This talk is to get the audience excited about graph ML and hopefully inspire them to think of their data as a potential graph which can open doors for this new paradigm of ML. Graphs are complex, but then again so is most of the data now.
The talk will be supported by code snippets and will be using an open source recommendation dataset.
Outline:
1. Intro to Graph Machine Learning (6 minutes)
- Brief overview of traditional data vs. graph-based data and graph components
- Networks in real-life and relevance
- ML on graphs: recent advancements
2. Graph Neural Networks (GNNs) and DGL (6 minutes)
- What are GNNs and how do they work?
- Overview of the Deep Graph Library (DGL)
- Architecture for building recommendation models using GNNs
- GNN Model Architecture
3. Training a GNN model in DGL (15 minutes)

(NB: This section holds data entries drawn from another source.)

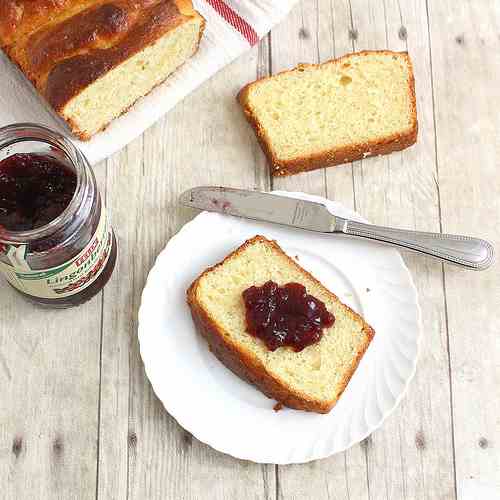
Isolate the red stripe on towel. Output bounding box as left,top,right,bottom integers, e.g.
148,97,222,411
206,0,259,46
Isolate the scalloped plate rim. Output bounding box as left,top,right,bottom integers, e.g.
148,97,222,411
138,190,422,465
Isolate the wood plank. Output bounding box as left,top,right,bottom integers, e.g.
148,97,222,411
336,0,460,499
99,49,275,500
429,0,500,500
0,169,106,500
270,0,368,500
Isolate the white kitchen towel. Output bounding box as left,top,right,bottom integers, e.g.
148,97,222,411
0,0,297,164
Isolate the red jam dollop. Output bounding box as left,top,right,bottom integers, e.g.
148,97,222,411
243,281,335,352
0,153,77,231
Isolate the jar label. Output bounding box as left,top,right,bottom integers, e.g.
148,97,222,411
0,206,113,299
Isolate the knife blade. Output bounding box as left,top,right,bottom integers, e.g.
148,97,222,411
180,186,495,271
180,186,339,233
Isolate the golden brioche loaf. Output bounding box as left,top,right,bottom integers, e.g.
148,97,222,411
238,50,418,175
0,0,204,139
187,236,374,413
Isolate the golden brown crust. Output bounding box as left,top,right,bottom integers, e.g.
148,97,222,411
0,0,204,139
187,235,375,413
238,50,418,176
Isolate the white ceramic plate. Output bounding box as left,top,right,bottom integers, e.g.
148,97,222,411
139,193,420,464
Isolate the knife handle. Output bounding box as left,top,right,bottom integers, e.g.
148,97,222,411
342,220,495,271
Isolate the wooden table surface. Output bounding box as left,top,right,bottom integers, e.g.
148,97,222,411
0,0,500,500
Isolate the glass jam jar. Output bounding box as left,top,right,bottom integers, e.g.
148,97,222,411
0,123,117,308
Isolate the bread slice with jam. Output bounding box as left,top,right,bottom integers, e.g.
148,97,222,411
187,236,374,413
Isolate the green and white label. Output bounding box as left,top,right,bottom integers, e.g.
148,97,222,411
0,207,113,299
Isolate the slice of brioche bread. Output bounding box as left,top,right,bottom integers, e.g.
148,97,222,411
0,0,205,140
238,50,418,175
187,236,374,413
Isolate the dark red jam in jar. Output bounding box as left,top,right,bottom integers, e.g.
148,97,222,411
243,281,335,352
0,124,116,307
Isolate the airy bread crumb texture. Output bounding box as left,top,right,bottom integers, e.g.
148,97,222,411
62,17,202,138
240,51,416,171
196,237,372,406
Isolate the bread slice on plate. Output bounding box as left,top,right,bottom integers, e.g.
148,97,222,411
0,0,205,140
238,50,418,175
187,236,374,413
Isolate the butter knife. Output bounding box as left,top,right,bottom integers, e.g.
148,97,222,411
180,186,494,271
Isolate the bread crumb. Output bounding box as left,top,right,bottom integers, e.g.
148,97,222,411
273,403,283,411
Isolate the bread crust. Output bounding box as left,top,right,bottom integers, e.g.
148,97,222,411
0,0,205,140
187,235,375,413
237,50,418,176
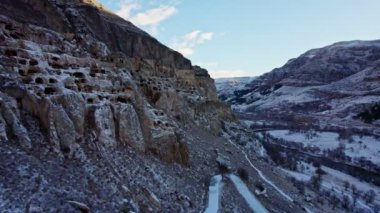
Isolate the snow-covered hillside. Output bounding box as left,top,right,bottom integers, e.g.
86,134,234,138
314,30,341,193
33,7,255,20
219,40,380,135
215,77,255,101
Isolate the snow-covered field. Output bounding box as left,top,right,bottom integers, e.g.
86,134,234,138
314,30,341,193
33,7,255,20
268,130,380,165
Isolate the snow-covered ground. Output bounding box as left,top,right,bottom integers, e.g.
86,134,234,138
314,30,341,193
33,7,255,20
205,175,222,213
225,136,293,202
228,174,268,213
282,162,380,212
204,174,268,213
268,130,380,165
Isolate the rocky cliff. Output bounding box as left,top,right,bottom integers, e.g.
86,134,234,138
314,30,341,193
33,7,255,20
0,0,235,161
0,0,314,212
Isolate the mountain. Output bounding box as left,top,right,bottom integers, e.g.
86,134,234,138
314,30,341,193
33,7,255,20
0,0,313,212
229,40,380,134
217,40,380,212
215,77,254,102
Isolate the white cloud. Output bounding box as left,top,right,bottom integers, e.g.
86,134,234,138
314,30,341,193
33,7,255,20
115,0,178,35
115,1,139,20
209,69,247,78
170,30,214,56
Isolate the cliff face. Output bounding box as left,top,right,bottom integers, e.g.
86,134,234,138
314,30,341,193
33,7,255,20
0,0,191,69
0,0,232,164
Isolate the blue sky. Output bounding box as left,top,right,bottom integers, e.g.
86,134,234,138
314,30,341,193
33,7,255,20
98,0,380,77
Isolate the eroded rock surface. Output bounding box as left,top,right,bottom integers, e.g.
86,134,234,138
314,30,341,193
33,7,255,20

This section is meant to address the following key questions on training and serving models using DGL:
- How do we transform tabular data into meaningful nodes and edges?
- How do we prepare data for graph modeling?
- Can we split train / test data randomly as is convention?
- How do we represent categorical/numerical features?
- How do we train and make predictions on this model?
- (optional): How do we decide on a model architecture?
- How do we evaluate this model?
- How do we re-train this model?
- What are the data / scalability limitations when training GNNs?
We will also discuss certain common pitfalls and how to avoid them.
4. Q&A and Closing Remarks (3 minutes)
After the talk, the audience should have a good understanding about:
- How to structure their data as graph components and prepare it for modeling
- What graph machine learning is all about, what a GNN is and how do we train and serve GNNs in DGL?
- End-to-end ML tasks on graph data: best practices
Shreya Khurana
I'm an AI scientist at Intuit in USA and I have experience working with recommendation systems, anomaly detection and deep learning. I was previously building NLP models at GoDaddy, but I enjoy working with data in general. I'm a Python enthusiast and enjoy sharing my learnings with the community - I've previously presented at the PyData, Grace Hopper Conference, PyCon US, EuroPython, and GeoPython. When not opposite a screen, I can be found frolicking in nature and exploring new trails.